A novel framework for classification of two-class motor imagery EEG signals using logistic regression classification algorithm.

机构信息

Department of Mechatronics Engineering, National University of Sciences & Technology, Islamabad, Pakistan.

Robot Design and Development Lab, National Centre of Robotics and Automation (NCRA), Punjab, Pakistan.

出版信息

PLoS One. 2023 Sep 8;18(9):e0276133. doi: 10.1371/journal.pone.0276133. eCollection 2023.

DOI:10.1371/journal.pone.0276133
PMID:37682884
原文链接:https://pmc.ncbi.nlm.nih.gov/articles/PMC10490872/
Abstract

Robotics and artificial intelligence have played a significant role in developing assistive technologies for people with motor disabilities. Brain-Computer Interface (BCI) is a communication system that allows humans to communicate with their environment by detecting and quantifying control signals produced from different modalities and translating them into voluntary commands for actuating an external device. For that purpose, classification the brain signals with a very high accuracy and minimization of the errors is of profound importance to the researchers. So in this study, a novel framework has been proposed to classify the binary-class electroencephalogram (EEG) data. The proposed framework is tested on BCI Competition IV dataset 1 and BCI Competition III dataset 4a. Artifact removal from EEG data is done through preprocessing, followed by feature extraction for recognizing discriminative information in the recorded brain signals. Signal preprocessing involves the application of independent component analysis (ICA) on raw EEG data, accompanied by the employment of common spatial pattern (CSP) and log-variance for extracting useful features. Six different classification algorithms, namely support vector machine, linear discriminant analysis, k-nearest neighbor, naïve Bayes, decision trees, and logistic regression, have been compared to classify the EEG data accurately. The proposed framework achieved the best classification accuracies with logistic regression classifier for both datasets. Average classification accuracy of 90.42% has been attained on BCI Competition IV dataset 1 for seven different subjects, while for BCI Competition III dataset 4a, an average accuracy of 95.42% has been attained on five subjects.
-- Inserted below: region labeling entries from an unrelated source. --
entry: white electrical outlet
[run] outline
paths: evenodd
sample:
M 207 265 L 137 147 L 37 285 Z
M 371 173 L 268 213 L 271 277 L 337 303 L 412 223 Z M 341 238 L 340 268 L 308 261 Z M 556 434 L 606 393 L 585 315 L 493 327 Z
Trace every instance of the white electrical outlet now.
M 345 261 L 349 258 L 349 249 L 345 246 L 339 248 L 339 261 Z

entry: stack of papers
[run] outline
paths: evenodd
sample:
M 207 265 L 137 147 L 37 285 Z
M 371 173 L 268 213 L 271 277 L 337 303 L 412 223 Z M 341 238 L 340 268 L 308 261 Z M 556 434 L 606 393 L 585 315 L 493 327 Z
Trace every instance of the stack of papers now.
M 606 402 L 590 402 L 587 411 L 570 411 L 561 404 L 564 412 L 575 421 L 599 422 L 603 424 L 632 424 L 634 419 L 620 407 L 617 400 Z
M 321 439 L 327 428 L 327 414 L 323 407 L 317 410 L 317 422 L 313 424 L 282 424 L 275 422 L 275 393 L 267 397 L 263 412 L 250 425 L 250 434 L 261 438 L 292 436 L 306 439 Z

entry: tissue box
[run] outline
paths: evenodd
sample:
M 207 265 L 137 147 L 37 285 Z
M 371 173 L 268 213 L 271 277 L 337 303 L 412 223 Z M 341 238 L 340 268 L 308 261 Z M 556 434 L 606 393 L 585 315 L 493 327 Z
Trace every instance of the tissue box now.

This indicates that the model can be used in real time BCI systems and provide extra-ordinary results for 2-class Motor Imagery (MI) signals classification applications and with some modifications this framework can also be made compatible for multi-class classification in the future.

摘要

机器人技术和人工智能在为运动障碍患者开发辅助技术方面发挥了重要作用。脑机接口 (BCI) 是一种通信系统,通过检测和量化来自不同模式的控制信号,并将其转换为用于驱动外部设备的自愿命令,允许人类与其环境进行通信。为此,分类大脑信号具有非常高的准确性和最小化错误对于研究人员来说非常重要。因此,在这项研究中,提出了一种新的框架来分类二进制脑电 (EEG) 数据。所提出的框架在 BCI 竞赛 IV 数据集 1 和 BCI 竞赛 III 数据集 4a 上进行了测试。通过预处理去除 EEG 数据中的伪影,然后进行特征提取,以识别记录脑信号中的鉴别信息。信号预处理包括对原始 EEG 数据应用独立成分分析 (ICA),并结合共空间模式 (CSP) 和对数方差来提取有用的特征。比较了六种不同的分类算法,即支持向量机、线性判别分析、k-最近邻、朴素贝叶斯、决策树和逻辑回归,以准确分类 EEG 数据。对于两个数据集,所提出的框架都使用逻辑回归分类器获得了最佳的分类准确率。对于七个不同的受试者,在 BCI 竞赛 IV 数据集 1 上获得了 90.42%的平均分类准确率,而在 BCI 竞赛 III 数据集 4a 上,对于五个受试者,获得了 95.42%的平均准确率。这表明该模型可以用于实时 BCI 系统,并为 2 类运动想象 (MI) 信号分类应用提供卓越的结果,并且通过一些修改,该框架也可以在未来兼容多类分类。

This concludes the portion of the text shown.